Family, friends and readers of The Star had all rallied around to support six-year-old Alexander Burland - raising a whopping £50,000 to pay for the Stateside treatment.
The Ecclesall Primary School pupil was diagnosed with cerebal palsy soon after his premature birth in Athens, Greece, while mum and dad Jayne and Christian were on holiday.
The condition left him dependent on his parents in most areas of his life because of the major difficulties he faced with posture and mobility. But now the operation, and the follow-up physiotherapy, has helped ease some of the spasticity in his spine - with amazing results.
Christian, aged 39, from Hunters Bar, said: “We are very pleased with how it’s all gone. Before, everything was really tight and his muscles were not being used properly, but now he is much more comfortable. He never uses his wheelchair now, he takes his walker to school and he goes out to the park and the shops with it. We hope soon he will move up to tripod sticks, then crutches and maybe hopefully one day he will be able to walk independently.

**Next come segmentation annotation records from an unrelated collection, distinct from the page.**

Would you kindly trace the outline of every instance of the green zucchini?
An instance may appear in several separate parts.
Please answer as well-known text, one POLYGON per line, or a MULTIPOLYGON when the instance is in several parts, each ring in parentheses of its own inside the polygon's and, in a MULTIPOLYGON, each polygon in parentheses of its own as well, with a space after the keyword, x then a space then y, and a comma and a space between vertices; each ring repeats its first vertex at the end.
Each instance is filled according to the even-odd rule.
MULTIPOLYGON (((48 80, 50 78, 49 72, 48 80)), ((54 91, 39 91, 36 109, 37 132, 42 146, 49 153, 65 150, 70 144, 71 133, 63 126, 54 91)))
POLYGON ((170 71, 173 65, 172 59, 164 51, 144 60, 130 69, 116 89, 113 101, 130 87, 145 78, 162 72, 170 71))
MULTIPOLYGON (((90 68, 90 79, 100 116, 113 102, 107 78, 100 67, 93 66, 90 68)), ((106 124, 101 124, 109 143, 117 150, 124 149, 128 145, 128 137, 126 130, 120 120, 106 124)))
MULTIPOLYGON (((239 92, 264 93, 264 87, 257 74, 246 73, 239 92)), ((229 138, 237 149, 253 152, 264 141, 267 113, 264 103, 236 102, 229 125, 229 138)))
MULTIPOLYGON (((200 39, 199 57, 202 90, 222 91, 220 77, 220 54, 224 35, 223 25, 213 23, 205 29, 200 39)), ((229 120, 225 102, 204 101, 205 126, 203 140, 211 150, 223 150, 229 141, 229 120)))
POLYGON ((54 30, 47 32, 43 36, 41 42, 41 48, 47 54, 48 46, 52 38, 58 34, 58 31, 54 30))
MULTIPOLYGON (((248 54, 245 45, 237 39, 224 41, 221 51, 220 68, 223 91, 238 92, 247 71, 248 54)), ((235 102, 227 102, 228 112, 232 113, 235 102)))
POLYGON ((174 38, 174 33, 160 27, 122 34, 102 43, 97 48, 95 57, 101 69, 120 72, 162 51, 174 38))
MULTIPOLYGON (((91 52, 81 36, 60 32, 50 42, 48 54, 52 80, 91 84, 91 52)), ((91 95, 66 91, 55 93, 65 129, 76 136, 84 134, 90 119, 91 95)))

“We knew the operation wasn’t going to be some miracle overnight cure, but already what it has achieved is fantastic and we’re so pleased for him.”
The Burlands also offered their thanks to everyone who has supported them on their fundraising journey.
Helpers included a group of British ex-pats living in the Poitou-Charente region of France who raised 1,472 Euros at a village fete held in the grounds of a chateau. The event, supported by the mayor and local businesses, included live music, a raffle, tombola and a host of other stalls.
Christian cycled from John O’Groats to Land’s End and Jayne, 40, completed a sky dive for the cause. Christian said: “The response we had was amazing - we are very grateful for everyone’s help.”